Außerdem sprach Maas offen über die Menschenrechte in Xinjiang und seine Hoffnung, dass China UN-Beobachter UN in die Region lassen werde. Es macht Mut zu sehen, wie Deutschland die Werte von Demokratie und Freiheit hochhält und sich klar gegen Pekings Menschenrechtsverletzungen positioniert.

Bei gleicher Gelegenheit kündigte Maas außerdem an, dass Deutschland beim deutsch-chinesischen Menschenrechtsdialog nächste Woche die Unterdrückung ethnischer Minderheiten in Xinjiang ansprechen werde. Die freie Welt und alle unterdrückten Völker würden es großartig finden, wenn dieser Dialog zu echten Veränderungen führt, damit das Leben für die Menschen in Ostturkestan, oder Xinjiang auf Chinesisch, Tibet und der Mongolei lebenswerter wird, und sich die Lage in Taiwan und Hongkong nicht weiter verschlechtert.

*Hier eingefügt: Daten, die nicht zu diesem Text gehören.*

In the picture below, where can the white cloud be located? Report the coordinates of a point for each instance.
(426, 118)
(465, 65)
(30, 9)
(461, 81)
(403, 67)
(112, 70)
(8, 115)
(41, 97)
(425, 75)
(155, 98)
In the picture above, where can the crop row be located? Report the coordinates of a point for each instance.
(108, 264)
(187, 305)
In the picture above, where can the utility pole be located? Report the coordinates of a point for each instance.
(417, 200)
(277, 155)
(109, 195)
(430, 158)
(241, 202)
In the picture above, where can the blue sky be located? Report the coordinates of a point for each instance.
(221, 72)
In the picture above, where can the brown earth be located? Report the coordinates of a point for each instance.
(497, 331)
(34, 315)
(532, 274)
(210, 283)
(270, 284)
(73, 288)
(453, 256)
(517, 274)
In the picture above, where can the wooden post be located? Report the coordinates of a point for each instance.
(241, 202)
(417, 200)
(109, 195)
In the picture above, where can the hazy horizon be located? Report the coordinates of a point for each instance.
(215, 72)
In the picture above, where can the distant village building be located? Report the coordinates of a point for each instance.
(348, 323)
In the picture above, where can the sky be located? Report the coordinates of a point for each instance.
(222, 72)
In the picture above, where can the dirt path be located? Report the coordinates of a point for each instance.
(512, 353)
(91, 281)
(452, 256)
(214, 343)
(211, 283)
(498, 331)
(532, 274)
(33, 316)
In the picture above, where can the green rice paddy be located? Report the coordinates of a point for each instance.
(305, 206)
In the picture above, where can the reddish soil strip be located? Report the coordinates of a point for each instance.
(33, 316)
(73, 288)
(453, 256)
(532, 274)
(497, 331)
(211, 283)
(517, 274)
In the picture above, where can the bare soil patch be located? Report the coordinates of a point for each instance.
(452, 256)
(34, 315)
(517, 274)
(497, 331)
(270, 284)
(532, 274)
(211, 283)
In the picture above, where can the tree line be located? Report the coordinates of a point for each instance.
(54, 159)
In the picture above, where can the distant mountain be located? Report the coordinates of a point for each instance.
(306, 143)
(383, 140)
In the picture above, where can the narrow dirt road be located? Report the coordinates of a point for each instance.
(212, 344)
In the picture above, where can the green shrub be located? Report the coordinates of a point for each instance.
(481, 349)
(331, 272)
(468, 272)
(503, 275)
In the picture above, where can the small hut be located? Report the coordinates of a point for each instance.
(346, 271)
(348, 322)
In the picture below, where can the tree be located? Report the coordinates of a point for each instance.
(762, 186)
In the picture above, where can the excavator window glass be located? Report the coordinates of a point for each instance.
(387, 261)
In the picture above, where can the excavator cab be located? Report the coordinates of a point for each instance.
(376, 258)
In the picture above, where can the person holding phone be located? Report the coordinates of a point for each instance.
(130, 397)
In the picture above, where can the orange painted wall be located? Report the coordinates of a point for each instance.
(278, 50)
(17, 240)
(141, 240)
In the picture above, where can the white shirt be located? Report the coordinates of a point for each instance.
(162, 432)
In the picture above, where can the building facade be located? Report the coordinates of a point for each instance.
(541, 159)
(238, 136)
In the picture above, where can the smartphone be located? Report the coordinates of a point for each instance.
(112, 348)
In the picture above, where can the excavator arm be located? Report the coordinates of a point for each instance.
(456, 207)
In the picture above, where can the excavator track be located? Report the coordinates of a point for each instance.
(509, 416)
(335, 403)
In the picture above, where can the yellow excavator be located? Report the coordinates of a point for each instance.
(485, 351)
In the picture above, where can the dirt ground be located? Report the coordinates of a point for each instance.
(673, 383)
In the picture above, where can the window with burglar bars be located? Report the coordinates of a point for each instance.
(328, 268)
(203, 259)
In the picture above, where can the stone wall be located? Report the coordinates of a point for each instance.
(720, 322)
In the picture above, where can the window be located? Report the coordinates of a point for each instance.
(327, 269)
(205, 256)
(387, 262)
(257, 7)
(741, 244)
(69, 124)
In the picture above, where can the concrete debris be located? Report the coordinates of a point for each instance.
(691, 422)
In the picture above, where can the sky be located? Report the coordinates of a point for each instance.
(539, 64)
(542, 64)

Auch wenn dieser Dialog ein Zeichen des guten Willens seitens Deutschlands ist, wird Peking wahrscheinlich nicht allzu glücklich mit der Richtung sein, die die Gespräche nehmen sollen. Alle Versuche, China auch nur sanft zu kritisieren oder Veränderungen anzuregen, werden derzeit mit verbalen Angriffen beantwortet; Zweifel an Chinas Ansprüchen werden mit Diffamierung gekontert; das gastgebende Land wird entweder für seinen mangelhaften Umgang mit der Epidemie kritisiert und dafür, dass es China die Schuld zuschiebt, oder es wird mit Sanktionen bedroht.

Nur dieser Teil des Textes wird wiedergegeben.